In other words, as small and obscure as the country of Cyprus may seem, the conflicts they’re facing in trying to resolve their economic problems have much larger implications on banks and the relationships they have with the people they serve around the globe—and America is certainly no exception. If you haven’t been paying attention to what’s been happening in Cyprus, this is the time to start.

Seeing Cyprus scramble to solve their economic issues is sad to watch, but it should serve as yet another lesson for its people and for people around the world. It is imperative that citizens fight irresponsible decisions made by their government institutions as well as avoid making bad (though seemingly promising) financial decisions themselves that can jeopardize their livelihoods. Cyprus officials are at fault for having made the unwise decision to join other European countries in bailing out Greece in the hopes of profiting from high interest rates, especially given Greece’s poor economic history that showed they obviously would struggle to pay their debt.

But just as there was public outcry when Nicos Anastasiades, president of Cyprus, recently proposed to take six to 10 percent of citizens’ personal savings to help bring their country out of an economic meltdown (affectionately nicknamed “the haircut”), there should have been a public outcry when the government initially tied itself financially to Greece, a choice that would lead Cyprus to its economic downfall.

For me, Cyprus’s story hits close to home because I’m frequently confronted with stories of college students, at Fordham and abroad, getting screwed over by the educational and financial institutions that they trust, naively letting parents or administrators handle their finances without looking at the fine print and understanding how today’s poor financial decisions can affect them in the future. Yes, Fordham has established itself as a school with an impressive record of doling out financial aid to its students; according to Forbes Magazine, our university gives $15,000 more to students in grants than the national average. But Fordham students still need to be alert.

I certainly have benefited from Fordham’s generous financial aid allocations, a factor that ultimately finalized my decision to come here. But I’ve also had conflicts with our financial aid office with their poor communication and sometimes misinformation, having been overcharged for costs I hadn’t actually incurred. Without having a close watch and directly confronting our financial aid office (thankfully with the reinforcement of my shrewd and frugal mother cheering me on in my head) I would have lost thousands of dollars that Fordham was supposed to have been awarding me on at least two occasions.

I was lucky, but I’m chilled by stories of women like Courtney Munna. A graduate of NYU in her mid-twenties, she was left with $100,000 in student loan debt, an increasing interest and a salary of $25,000 as a photographer.

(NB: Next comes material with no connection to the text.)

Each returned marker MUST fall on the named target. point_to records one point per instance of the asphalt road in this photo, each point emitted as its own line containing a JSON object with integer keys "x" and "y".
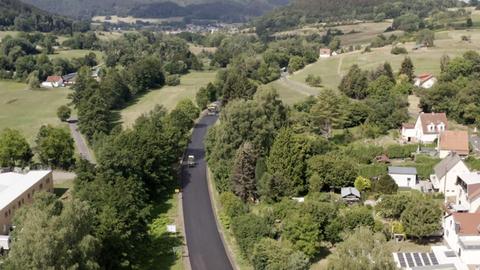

Distracted by the glamour of having a big name school on her resume, Munna took ridiculously high loans from Sallie Mae and Citibank as they looked the other way, not taking into account whether or not she would be able to pay that money back.

Just as Munna’s foolish financial risk-taking has landed her and her family in serious financial straits, it was Cyprus’s foolish financial risks with Greece that have landed them where they are today. To their credit, they’ve come up with a solution: on March 25, Cyprus officials decided to take money from wealthier depositors’ accounts while closing its second largest bank, Laiki Bank—wiping out its larger investments and transfering its smaller accounts to the Bank of Cyprus. Many are relieved that Cyprus officials have let go of their original plan to tax all private depositors, but it doesn’t matter. Now Cypriots have lost trust in their banks and the country is suffering from a bank run. Banks have no way of meeting its consumers’ demands for withdrawals and there’ll be a disaster no matter how the country’s officials go forward.

Risk (like greed) is good. It pushes forward the economy by creating new business opportunities for everyday people and companies alike. But it only works if there is there is an adequate amount of foresight, common sense and tangible resources to back risky decisions up. It is clear that those operating Cyprus’s banking and government institutions must recognize that these entities are not invincible simply because they are influential. It is unfortunate that the people of Cyprus are now the ones suffering economically, yet another European country to fall victim to debt crisis. If we’ve gained anything from this situation, it is a lesson on the importance of holding our government organizations and ourselves accountable for detrimental financial moves.